Hugo est étudiant à Moscou dans une école de management international (N.D.L.R. : MGIMO, un institut de sciences politiques et internationales). C’est bien sûr compliqué dans le contexte actuel. Ce qui est intéressant pour lui, c’est qu’il voit les deux côtés du "mur" de la guerre. Il a déjà beaucoup voyagé, a vécu aux Etats-Unis et a passé plusieurs années en Nouvelle-Zélande pour passer un bachelor de chimie à l’université d’Auckland. Je suis très fier de lui évidemment. Il suit par exemple ses cours en Russe à Moscou. Il a appris la langue en un an et demi. Je ne sais pas ce qu’il fera à l’avenir. Pour l’instant, il est globe-trotter, apprend, voyage et se confronte à d’autres cultures. Mes deux filles sont également à l’étranger, en Corée du Sud. Je trouve qu’on a en France le plus beau pays du monde mais qu’on vit aussi dans un pays très pessimiste. Je trouve notre monde très compliqué.

Pour l’avenir des courses, êtes-vous sur une ligne optimiste ou pessimiste ?
Ce que je n’arrive pas à comprendre dans les démarches d’opposition aux courses d'obstacle, c’est leur finalité. Disons qu’on supprime les courses d’obstacle et les corridas. Et après ? On supprime les manèges où les enfants mettent les doigts dans les yeux aux chevaux ? Et surtout que propose-t-on à la place ? Si c’est pour mettre les Anges de la téléréalité ou les Marseillais à Hollywood, je ne suis pas d’accord. On a déjà viré tous nos paysans. Aujourd’hui où a-t-on un contact avec les animaux ? C’est la réalité qu’on veut faire disparaître. Et qu’est ce qu’on met à la place ?
Parlons de la chasse à courre par exemple. Pour le prélèvement d’un cerf ou d’une biche, on fait vivre des équipages, des chiens, des chevaux. On organise plein de choses. Et cela fait suer ses détracteurs parce que c’est le papa ou la maman de Bambi ? Arrêtons. Dans les courses, on aime nos chevaux et cela engendre toute une économie. Et nous on n’abandonne pas nos chiens sur le bord des routes comme ceux qui achètent des chiots à Noël et les attachent ensuite à un arbre au moment de partir en vacances.
Il reste que je constate que le monde va peut-être dans ce sens-là et que je mets des œillères et ne regarde pas trop. Les courses d’obstacle me font plaisir parce que c’est la nature et qu’il y a ce côté paysan que j’aime. Quand vous voyez les prairies chez M. Lucas. C’est magnifique et, cela, grâce à des chevaux de courses nés pour l’obstacle. Les accidents arrivent mais comme avec beaucoup d’animaux domestiques. Et ce n’est pas pour cela qu’il faut arrêter d’avoir des animaux domestiques. Je trouve notre société bien, bien compliquée.

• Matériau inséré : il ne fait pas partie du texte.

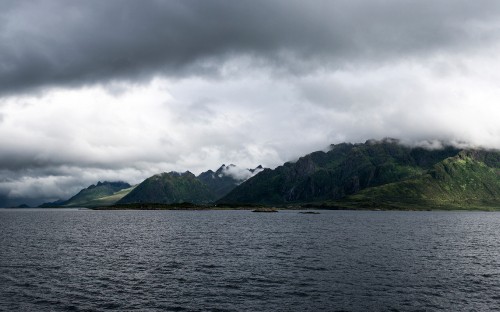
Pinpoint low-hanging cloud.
[0,0,500,206]
[0,0,500,94]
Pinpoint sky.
[0,0,500,206]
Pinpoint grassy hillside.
[61,181,130,207]
[117,171,215,204]
[219,140,459,204]
[76,186,135,208]
[329,150,500,209]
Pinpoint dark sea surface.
[0,209,500,311]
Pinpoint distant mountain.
[218,139,500,208]
[117,171,215,204]
[39,181,133,208]
[340,150,500,209]
[117,164,263,204]
[197,164,263,199]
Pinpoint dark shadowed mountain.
[117,171,215,204]
[117,165,262,204]
[219,139,500,208]
[39,181,133,208]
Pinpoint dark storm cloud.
[0,0,500,94]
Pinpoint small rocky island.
[252,207,278,212]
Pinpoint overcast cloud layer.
[0,0,500,206]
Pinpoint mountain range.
[39,139,500,209]
[39,164,263,207]
[218,139,500,209]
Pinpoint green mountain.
[338,150,500,209]
[117,171,216,204]
[39,181,133,208]
[117,165,263,204]
[197,164,263,199]
[218,139,500,209]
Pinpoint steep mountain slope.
[117,165,262,204]
[336,150,500,209]
[39,181,133,208]
[197,164,263,199]
[218,139,459,204]
[117,171,216,204]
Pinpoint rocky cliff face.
[219,140,468,204]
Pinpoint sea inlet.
[0,209,500,311]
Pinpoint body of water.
[0,209,500,311]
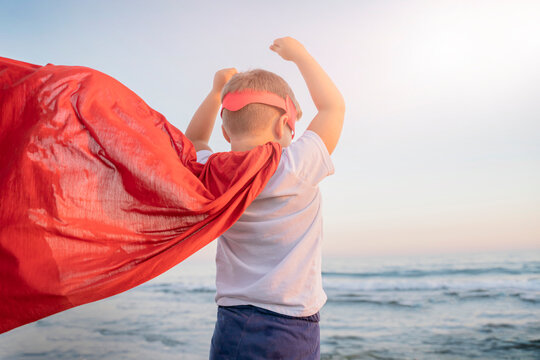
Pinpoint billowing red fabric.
[0,58,281,333]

Vous êtes maintenant associé. Votre casaque est devenue celle de Hugo et Pierre Pilarski. Pourquoi ce choix d’une casaque familiale en association ?
Hugo est complètement passionné par les courses et m’a dit qu’il voulait acheter un cheval. Je lui ai répondu : "non, tu vas t’associer avec moi et comme cela tous les chevaux seront de fait à toi". Tous les jours, on s’appelle pour parler de chevaux. Ce qui est super avec les chevaux, c’est le partage avec l’entraîneur, les éleveurs, les amis. La course dure deux, trois, quatre minutes, c’est la récompense, mais ce qui est aussi génial avec les courses, c’est tout ce qu’il y a avant et après. On perd ensemble, on gagne ensemble. Et avec Hugo, on partage beaucoup grâce aux chevaux. Et puis je me dis que si tous les "vieux" comme moi transmettent à leurs enfants, cela permettra peut-être de mieux faire vivre les courses. Je trouve sympa qu’il y ait des transmissions de parent à enfant, de père à fils. C’est beau les choses qui durent et qui se renouvellent. Hugo ne prendra pas ses couleurs, il reprendra les nôtres.

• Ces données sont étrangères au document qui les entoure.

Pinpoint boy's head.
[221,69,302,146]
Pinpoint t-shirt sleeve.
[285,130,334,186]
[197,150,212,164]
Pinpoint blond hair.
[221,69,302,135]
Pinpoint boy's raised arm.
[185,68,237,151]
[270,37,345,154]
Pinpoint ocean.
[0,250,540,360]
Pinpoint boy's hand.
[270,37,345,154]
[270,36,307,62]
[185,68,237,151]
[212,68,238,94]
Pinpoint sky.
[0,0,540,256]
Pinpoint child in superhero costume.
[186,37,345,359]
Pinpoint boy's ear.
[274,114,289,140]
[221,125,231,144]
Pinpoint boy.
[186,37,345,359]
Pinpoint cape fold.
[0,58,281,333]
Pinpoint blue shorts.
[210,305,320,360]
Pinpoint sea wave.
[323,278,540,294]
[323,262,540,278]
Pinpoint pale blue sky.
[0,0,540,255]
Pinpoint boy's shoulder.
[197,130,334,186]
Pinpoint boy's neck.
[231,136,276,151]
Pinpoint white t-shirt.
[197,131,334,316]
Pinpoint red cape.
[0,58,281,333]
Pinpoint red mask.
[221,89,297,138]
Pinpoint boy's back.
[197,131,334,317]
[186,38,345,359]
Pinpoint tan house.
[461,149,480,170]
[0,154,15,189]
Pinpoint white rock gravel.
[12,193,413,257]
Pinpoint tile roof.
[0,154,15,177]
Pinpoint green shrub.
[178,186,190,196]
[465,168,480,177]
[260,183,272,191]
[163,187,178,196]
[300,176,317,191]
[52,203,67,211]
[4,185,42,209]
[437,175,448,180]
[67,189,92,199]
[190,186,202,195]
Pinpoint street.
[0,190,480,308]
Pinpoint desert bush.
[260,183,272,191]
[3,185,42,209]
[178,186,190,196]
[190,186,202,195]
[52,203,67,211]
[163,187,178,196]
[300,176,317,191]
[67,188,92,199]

Et imaginons maintenant Pierre Pilarski sans les courses. Qu’aurait-il fait d’autres, à la place des courses ?
Il aurait d’abord embêté son épouse, ses enfants. Quand mes enfants étaient jeunes, j’ai passé énormément de temps à les suivre dans leurs sports et activités. Les chevaux ont ensuite rempli le vide créé quand mes enfants ont grandi. Les courses m’ont amené un équilibre. Je pense que je suis une meilleure personne depuis que j’ai des chevaux. Les courses sont l’école de la patience et de l’humilité. Pour moi, il y a tout dans les chevaux. Les courses sont pour moi un condensé de toutes les émotions de la vie. Les courses m’ont aussi fait connaître le monde paysan, dans le meilleur sens du terme. J’aime le bon sens paysan. Vraiment, je suis une meilleure personne grâce aux chevaux.

La casaque McDonald's
Gestionnaire de plusieurs restaurants McDonald's, Pierre Pilarski a créé sa casaque à partir des codes couleurs de "McDo" de l’époque (jaune et rouge) avant que les codes couleurs de la marque ne deviennent vert et jaune en France. "C’est une casaque qui a gagné classique au trot, en obstacle et qui a été portée par la meilleure Anglo-Arabe de l’histoire avec Genmoss, invaincue en quinze courses. C’est une casaque qui veut dire quelque chose et il n’y a pas beaucoup de couleurs qui ont sa transversalité."